Fast forward to my years working within the technology start-up sector. Not only was Work-Life Balance a term relegated to the past, but we had to come up with a new phrase to signify how it is that we approach managing work and personal life. Enter….”Work-Life Integration”. With the technological advances of email, smart phones, mobile applications, etc…we as humans are more accessible than ever, and so is every part of our life. We live and die by our calendars, creating separate ones for personal/social, work and even our custody schedules. We share them with others so they know where to find us, and when. We have our work email on our personal devices and our personal email on our work devices so we are at the ready for anything, at any time. Hence – we have integrated. There are no boundaries between work and personal. We can work at soccer practice, and we can watch a live-streamed school play from the comfort of our offices when in the midst of a high pressure transaction.
But…is this the zenith? At this point in my life and my career, I find myself full of questions with very few answers. Each question begets more questions. My children want to show me what is important to them, without the ping from my phone interrupting the attention they are receiving. When I am working on a deliverable for a client, they want to know that what they are paying me for has my full attention.
How can I have it ALL? CAN I have it all? What does it even MEAN to have it all?? Is this where we want to be? Or, have we lost touch with what it means to be a fully and wholly integrated person walking through the many avenues of life? There are so many facets to who we are as individuals. Yes, of course, we have our professional aspirations. We have our personal lives that could include partners, children, hobbies, friendships, exercise, spiritual practices, etc.
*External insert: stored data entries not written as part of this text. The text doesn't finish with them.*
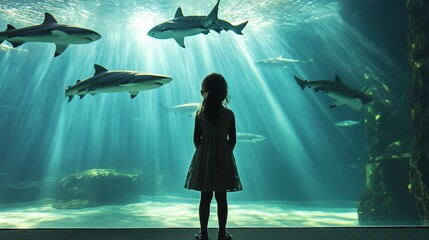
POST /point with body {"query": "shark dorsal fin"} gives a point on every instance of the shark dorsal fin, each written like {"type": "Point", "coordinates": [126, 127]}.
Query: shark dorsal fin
{"type": "Point", "coordinates": [49, 19]}
{"type": "Point", "coordinates": [212, 18]}
{"type": "Point", "coordinates": [10, 27]}
{"type": "Point", "coordinates": [179, 13]}
{"type": "Point", "coordinates": [99, 69]}
{"type": "Point", "coordinates": [180, 41]}
{"type": "Point", "coordinates": [338, 79]}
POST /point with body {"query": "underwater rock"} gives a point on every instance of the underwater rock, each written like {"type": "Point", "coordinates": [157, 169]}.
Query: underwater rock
{"type": "Point", "coordinates": [96, 187]}
{"type": "Point", "coordinates": [24, 191]}
{"type": "Point", "coordinates": [386, 200]}
{"type": "Point", "coordinates": [418, 42]}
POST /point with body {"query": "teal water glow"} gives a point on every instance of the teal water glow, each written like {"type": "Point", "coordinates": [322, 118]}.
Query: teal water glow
{"type": "Point", "coordinates": [304, 158]}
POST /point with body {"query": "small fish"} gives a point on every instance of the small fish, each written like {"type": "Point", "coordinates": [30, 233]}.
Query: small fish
{"type": "Point", "coordinates": [249, 137]}
{"type": "Point", "coordinates": [280, 62]}
{"type": "Point", "coordinates": [346, 123]}
{"type": "Point", "coordinates": [186, 108]}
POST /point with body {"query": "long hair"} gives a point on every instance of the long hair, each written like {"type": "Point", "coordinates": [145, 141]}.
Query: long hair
{"type": "Point", "coordinates": [215, 97]}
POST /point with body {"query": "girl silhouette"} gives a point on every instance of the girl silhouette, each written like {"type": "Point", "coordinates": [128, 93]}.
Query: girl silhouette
{"type": "Point", "coordinates": [213, 167]}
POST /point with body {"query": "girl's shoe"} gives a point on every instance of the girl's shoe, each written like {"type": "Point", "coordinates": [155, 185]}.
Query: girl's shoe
{"type": "Point", "coordinates": [225, 236]}
{"type": "Point", "coordinates": [201, 236]}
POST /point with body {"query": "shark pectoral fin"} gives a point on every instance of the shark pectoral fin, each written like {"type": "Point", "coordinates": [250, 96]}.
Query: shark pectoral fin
{"type": "Point", "coordinates": [10, 27]}
{"type": "Point", "coordinates": [338, 79]}
{"type": "Point", "coordinates": [180, 41]}
{"type": "Point", "coordinates": [58, 34]}
{"type": "Point", "coordinates": [238, 28]}
{"type": "Point", "coordinates": [99, 69]}
{"type": "Point", "coordinates": [133, 94]}
{"type": "Point", "coordinates": [127, 85]}
{"type": "Point", "coordinates": [179, 13]}
{"type": "Point", "coordinates": [60, 49]}
{"type": "Point", "coordinates": [49, 19]}
{"type": "Point", "coordinates": [16, 44]}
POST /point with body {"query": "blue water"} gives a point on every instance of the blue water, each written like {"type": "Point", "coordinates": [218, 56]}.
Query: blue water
{"type": "Point", "coordinates": [305, 158]}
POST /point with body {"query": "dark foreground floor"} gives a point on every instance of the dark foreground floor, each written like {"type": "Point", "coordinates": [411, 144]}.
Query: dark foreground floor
{"type": "Point", "coordinates": [324, 233]}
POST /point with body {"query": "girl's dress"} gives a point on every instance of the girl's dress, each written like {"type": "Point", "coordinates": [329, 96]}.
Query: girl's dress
{"type": "Point", "coordinates": [213, 165]}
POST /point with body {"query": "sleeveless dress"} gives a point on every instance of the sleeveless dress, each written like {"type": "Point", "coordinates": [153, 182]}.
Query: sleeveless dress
{"type": "Point", "coordinates": [213, 166]}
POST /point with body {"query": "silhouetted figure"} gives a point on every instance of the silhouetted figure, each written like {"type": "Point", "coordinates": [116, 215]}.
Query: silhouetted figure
{"type": "Point", "coordinates": [213, 167]}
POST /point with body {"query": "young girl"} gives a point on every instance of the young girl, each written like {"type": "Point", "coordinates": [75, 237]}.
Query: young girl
{"type": "Point", "coordinates": [213, 167]}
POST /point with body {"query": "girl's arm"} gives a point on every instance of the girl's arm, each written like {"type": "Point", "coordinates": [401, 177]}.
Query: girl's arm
{"type": "Point", "coordinates": [232, 135]}
{"type": "Point", "coordinates": [197, 132]}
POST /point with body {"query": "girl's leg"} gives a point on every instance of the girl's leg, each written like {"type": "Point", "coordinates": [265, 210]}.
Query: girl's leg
{"type": "Point", "coordinates": [204, 211]}
{"type": "Point", "coordinates": [222, 211]}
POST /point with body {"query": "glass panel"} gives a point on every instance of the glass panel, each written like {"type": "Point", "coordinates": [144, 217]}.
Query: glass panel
{"type": "Point", "coordinates": [308, 153]}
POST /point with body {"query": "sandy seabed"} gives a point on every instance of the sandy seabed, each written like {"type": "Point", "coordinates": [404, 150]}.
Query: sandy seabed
{"type": "Point", "coordinates": [174, 212]}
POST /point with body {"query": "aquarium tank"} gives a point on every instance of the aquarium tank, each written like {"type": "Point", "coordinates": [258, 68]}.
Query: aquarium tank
{"type": "Point", "coordinates": [98, 102]}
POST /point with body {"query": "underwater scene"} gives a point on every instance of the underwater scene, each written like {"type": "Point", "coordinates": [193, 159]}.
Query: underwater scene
{"type": "Point", "coordinates": [98, 102]}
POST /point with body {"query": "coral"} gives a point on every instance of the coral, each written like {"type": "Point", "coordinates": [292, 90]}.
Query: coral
{"type": "Point", "coordinates": [98, 187]}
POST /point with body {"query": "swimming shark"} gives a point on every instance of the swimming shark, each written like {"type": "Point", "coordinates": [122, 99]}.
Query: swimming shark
{"type": "Point", "coordinates": [342, 94]}
{"type": "Point", "coordinates": [221, 24]}
{"type": "Point", "coordinates": [184, 26]}
{"type": "Point", "coordinates": [281, 62]}
{"type": "Point", "coordinates": [105, 81]}
{"type": "Point", "coordinates": [50, 31]}
{"type": "Point", "coordinates": [226, 26]}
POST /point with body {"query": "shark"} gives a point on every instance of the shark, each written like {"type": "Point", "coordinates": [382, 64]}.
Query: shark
{"type": "Point", "coordinates": [281, 62]}
{"type": "Point", "coordinates": [184, 26]}
{"type": "Point", "coordinates": [226, 26]}
{"type": "Point", "coordinates": [106, 81]}
{"type": "Point", "coordinates": [50, 31]}
{"type": "Point", "coordinates": [341, 93]}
But, is it necessary that they continue to be defined separately? If we are one person, is it possible that we could bring the aspects that make us most productive in the work setting into our homes? And the aspects that make us the most fulfilled in our homes into our work settings? What if we offered our co-workers, our friends and our families the best of all aspects of ourselves.
In addition to this, what would it mean to truly be present for each moment in our lives? To not bifurcate and watch our niece’s play in a live stream, but to actually be present for it and not touch our cell phone come hell or high water until it is over? Or to be present for the deal in the office that needs our full attention and go ahead and outsource soccer practice that night to someone who can be present for that?
We have come a long way in this conversation. But, perhaps we still continue to miss the point. Work v. Life. Balance v. Integration. Whole v. Separate. Where are you?